O motivo por que a pedi a palavra é outro e simples. E para chamar a attenção do sr. ministro da fazenda para o facto que se dá pela transformação do imposto. Por este systema apresentam-se ao publico como aggravadas as taxas da contribuição sumptuaria, posto que o não sejam, o que dá maus resultados. Esta contribuição, sympathica ao povo, que julga que ella recáe só sobre o rico, é uma contribuição completamente negativa, porque as vantagens que dá para o thesouro não compensam as que lhe tira. Eu me explico. Esta contribuição, fixando taxas, alem da percentagem sobre casas ricas, recáe sobre creados, carruagens e cavallos.

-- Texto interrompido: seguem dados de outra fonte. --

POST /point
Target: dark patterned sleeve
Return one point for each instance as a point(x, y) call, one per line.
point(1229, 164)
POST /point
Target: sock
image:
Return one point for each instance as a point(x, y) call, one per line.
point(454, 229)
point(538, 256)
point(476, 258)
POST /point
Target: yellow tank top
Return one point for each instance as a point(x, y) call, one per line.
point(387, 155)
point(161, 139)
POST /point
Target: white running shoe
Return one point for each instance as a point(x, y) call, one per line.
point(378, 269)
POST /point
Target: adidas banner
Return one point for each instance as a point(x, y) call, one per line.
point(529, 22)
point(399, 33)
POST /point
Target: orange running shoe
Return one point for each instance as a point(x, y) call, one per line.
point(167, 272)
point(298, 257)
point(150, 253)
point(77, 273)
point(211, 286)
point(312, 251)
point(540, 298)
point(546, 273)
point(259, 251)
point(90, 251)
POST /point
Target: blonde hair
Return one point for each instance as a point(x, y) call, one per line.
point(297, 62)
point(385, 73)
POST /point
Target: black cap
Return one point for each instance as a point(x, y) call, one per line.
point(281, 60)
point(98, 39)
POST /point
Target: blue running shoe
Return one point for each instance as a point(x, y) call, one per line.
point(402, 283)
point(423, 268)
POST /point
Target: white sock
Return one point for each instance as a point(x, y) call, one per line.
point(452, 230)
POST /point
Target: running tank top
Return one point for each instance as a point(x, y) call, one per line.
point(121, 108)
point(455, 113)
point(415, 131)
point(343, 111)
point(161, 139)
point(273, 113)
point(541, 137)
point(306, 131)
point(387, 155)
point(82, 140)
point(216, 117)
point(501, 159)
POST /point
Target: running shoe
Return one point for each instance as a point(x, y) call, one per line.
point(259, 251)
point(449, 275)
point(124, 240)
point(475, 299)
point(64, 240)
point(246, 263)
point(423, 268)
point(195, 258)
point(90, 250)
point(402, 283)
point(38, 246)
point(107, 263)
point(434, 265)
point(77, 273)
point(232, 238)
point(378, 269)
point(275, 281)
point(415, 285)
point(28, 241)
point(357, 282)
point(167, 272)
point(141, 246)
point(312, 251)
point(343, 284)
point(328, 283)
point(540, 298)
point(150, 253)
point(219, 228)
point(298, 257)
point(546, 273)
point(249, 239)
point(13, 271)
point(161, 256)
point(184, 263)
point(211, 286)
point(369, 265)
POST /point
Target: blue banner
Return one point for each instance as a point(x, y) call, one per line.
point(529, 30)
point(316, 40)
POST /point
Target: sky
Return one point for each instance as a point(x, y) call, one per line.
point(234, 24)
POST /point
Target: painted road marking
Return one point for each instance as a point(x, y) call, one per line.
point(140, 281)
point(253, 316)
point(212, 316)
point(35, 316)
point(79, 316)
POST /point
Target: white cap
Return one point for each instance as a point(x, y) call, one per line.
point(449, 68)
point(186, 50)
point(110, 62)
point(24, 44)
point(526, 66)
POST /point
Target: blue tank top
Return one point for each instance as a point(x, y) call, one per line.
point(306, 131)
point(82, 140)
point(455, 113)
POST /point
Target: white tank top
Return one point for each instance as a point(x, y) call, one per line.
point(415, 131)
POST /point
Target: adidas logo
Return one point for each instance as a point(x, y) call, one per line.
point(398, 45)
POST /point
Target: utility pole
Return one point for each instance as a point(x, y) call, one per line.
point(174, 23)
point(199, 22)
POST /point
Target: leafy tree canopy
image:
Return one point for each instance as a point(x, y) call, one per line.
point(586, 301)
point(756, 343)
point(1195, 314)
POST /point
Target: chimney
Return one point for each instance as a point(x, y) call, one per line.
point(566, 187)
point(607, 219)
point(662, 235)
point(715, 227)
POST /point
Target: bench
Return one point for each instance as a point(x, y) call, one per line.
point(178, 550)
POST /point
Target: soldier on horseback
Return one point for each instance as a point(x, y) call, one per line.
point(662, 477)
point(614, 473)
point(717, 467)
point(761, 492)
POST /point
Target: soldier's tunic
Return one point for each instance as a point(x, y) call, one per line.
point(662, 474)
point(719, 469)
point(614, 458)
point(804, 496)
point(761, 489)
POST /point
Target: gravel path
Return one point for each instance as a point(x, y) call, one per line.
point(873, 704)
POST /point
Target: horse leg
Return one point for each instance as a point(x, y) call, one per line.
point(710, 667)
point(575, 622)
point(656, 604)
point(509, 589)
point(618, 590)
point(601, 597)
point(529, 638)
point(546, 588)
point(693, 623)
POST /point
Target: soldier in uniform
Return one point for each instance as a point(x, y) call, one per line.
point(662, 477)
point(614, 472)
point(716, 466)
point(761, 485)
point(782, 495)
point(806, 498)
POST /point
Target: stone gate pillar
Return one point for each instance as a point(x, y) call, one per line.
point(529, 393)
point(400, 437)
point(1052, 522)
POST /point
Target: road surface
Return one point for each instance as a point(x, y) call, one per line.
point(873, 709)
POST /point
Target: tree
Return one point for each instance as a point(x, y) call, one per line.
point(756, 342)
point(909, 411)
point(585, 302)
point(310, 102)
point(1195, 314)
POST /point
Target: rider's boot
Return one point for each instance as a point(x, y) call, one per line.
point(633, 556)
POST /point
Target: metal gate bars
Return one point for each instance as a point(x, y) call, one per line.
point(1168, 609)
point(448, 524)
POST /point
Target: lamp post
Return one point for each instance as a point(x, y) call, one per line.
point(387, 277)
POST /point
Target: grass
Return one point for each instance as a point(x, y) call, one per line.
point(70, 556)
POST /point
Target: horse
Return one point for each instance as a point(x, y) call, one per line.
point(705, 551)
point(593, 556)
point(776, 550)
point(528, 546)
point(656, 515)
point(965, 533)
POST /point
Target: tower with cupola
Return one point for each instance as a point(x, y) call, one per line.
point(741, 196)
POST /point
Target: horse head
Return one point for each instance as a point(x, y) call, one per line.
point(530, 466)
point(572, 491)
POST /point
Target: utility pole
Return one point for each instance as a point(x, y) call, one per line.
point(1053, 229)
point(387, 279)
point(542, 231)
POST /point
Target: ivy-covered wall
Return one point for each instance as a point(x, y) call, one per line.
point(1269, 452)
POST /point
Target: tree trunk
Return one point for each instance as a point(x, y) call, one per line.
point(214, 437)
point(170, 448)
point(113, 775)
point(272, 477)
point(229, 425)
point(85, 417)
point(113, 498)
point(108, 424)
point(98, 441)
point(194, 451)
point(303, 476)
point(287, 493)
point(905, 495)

Afóra as casas, como a materia collectavel depende da vontade do contribuinte, é claro que, sendo as taxas elevadas, a materia collectavel escasseia, e com ella escasseia tambem o producto do imposto.
A taxa elevada é, pois, erro economico. Não são só estes os inconvenientes: ha outros ainda maiores, como vou demonstrar.
A contribuição sumptuaria, como todos sabem, e como já disse, recáe sobre creados, carruagens e cavallos. Para que esta contribuição possa produzir os convenientes resultados, é necessario que a taxa seja pequenissima, pois, se for elevada, qualquer individuo tem na sua mão deixai de pagar essa contribuição; para isso basta diminuir o nu mero de creados, de carruagens e de cavallos, ou fazer de todo desapparecer a materia collectavel.
Se as taxas porém forem diminutas, embora a contribuição por si renda pouco, faz com que rendam outras.
Por exemplo, sendo a taxa pequena, um individuo em logar de um cavallo póde ter tres ou quatro, os creados augmentam em proporção, e portanto o imposto de consumo augmenta igualmente.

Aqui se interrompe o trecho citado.